Jamaica Rum Festival to kick-start one great party
The Jamaica Rum Festival will kick-start one great party that commences in June and closes out in August, with the island marking its 60th anniversary of Independence, says Minister of Tourism Edmund Bartlett.
The other big event, which falls in the middle, is the greatest reggae show on earth, Reggae Sumfest, in July.
Minister Bartlett was addressing the media at the launch party for the Jamaica Rum Festival at Jasmine’s Caribbean Cuisine in Manhattan, New York, last Friday night, urging New Yorkers, particularly those born on the island, to return home to experience one of the most exciting periods in the country’s history.
“We have arranged good ‘air seats’; airlift out of New York will be the best we have had in a long time,” Bartlett told the gathering, imploring them to make their way down to the tourism capital, Montego Bay, where the rum festival will make its western Jamaica debut on Saturday, June 25.
A star-studded team of heavy hitters – the likes of Capleton, Tessanne Chin, Romain Virgo and Sanchez – is billed to perform at the festival, celebrating a rum that is at the top of the category of rums of the world.
In celebration of Jamaica 60, Appleton Estate, presenting sponsors of the festival, will offer several limited-time offers crafted by the world’s first female master blender, Dr Joy Spence. “This year, Dr Spence will continue to be a major part of the festival, leading into a very intensive consumer experience,” rum portfolio ambassador Monique Brackett stated.
Now in its fourth staging, the festival’s partners include Hampden Estates, Moneymusk and Worthy Park Estate.
Speaking at the launch, J. Wray and Nephew Foundation’s Senior Director of Public Affairs and Sustainability, Tanikie McClarthy-Allen, described 2022 as a big year for the Campari-owned company.
“Not only do we get a chance to talk about Jamaica a little more, but we get a chance to showcase Jamaican excellence; and for us, Jamaican rum represents that. Our rum represents not only excellence, but it is an intoxicating mix of the complex blend and boldness, just like our people.”
Giving a sneak peek of the how the idea was born to stage a rum festival, McClarthy-Allen said it was the heritage of playing dominoes, or having a very passionate drive or argument about sports, or talking politics or public affairs with the rum being right there.
“It was this heritage we were hoping to showcase with the creation of Jamaica Rum Festival. We were also responding to a challenge from Minister Bartlett, who said we have to figure out how to bring gastronomy to life in Jamaica,” she stated.

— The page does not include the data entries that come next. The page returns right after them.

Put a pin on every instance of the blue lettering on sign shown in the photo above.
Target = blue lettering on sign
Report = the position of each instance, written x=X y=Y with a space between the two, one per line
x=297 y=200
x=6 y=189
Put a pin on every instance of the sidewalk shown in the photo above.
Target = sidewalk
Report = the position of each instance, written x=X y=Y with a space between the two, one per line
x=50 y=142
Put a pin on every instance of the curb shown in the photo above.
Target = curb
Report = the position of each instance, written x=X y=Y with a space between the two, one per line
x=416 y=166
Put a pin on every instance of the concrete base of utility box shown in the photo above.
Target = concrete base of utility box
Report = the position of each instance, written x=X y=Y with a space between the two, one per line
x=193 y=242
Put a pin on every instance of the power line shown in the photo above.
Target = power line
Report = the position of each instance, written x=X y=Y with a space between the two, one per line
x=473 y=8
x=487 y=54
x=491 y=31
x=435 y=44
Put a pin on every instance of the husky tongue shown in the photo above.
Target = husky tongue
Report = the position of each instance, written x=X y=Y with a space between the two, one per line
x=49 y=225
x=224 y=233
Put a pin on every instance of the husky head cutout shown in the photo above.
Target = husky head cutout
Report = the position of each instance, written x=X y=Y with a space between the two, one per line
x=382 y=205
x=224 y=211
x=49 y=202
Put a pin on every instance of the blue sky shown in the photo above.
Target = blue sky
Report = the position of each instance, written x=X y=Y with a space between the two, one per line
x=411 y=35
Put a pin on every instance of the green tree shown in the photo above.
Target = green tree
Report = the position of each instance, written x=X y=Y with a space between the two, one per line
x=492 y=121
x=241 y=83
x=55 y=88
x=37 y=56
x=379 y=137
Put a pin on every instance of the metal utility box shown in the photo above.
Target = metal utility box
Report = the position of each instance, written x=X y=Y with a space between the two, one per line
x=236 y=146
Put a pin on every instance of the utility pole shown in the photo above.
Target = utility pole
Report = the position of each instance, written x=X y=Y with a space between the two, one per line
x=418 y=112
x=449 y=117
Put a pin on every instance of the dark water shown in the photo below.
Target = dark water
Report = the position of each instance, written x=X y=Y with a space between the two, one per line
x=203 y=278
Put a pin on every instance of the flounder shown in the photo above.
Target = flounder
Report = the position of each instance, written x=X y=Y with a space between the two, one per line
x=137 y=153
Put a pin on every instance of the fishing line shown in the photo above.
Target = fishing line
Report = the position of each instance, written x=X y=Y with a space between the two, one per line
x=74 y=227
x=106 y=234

The rest is history. In 2018, the group started planning how it could bring to light the Jamaica Rum Festival, inviting their competitors to the table, McClarthy-Allen revealed. She added that they decided that in order to showcase Jamaican excellence in Jamaican rum, it couldn’t be about their brands only.
“It is an exclusive event with all producers participating; and while designing the festival, it really wasn’t about just drinking. It is about being immersed in what it means to be Jamaican,” the JWN Foundation executive explained.
The tourism minister noted that rum and tourism work well together, because they please ‘happy people’. His aim is to see the showcasing of the cultural richness and diversity expressed in a way that depicts Jamaica as not just a piece of geography.
“Neither is Jamaica really a country in the traditional definition. Jamaica is really an idea. A great idea born out of the truth and the motto, ‘Out of Many, One People’. So we are, then, a confluence of cultures and ethnicity, classes, races, creeds and religions, and so on. And you come to Jamaica to find a little piece,” said Bartlett.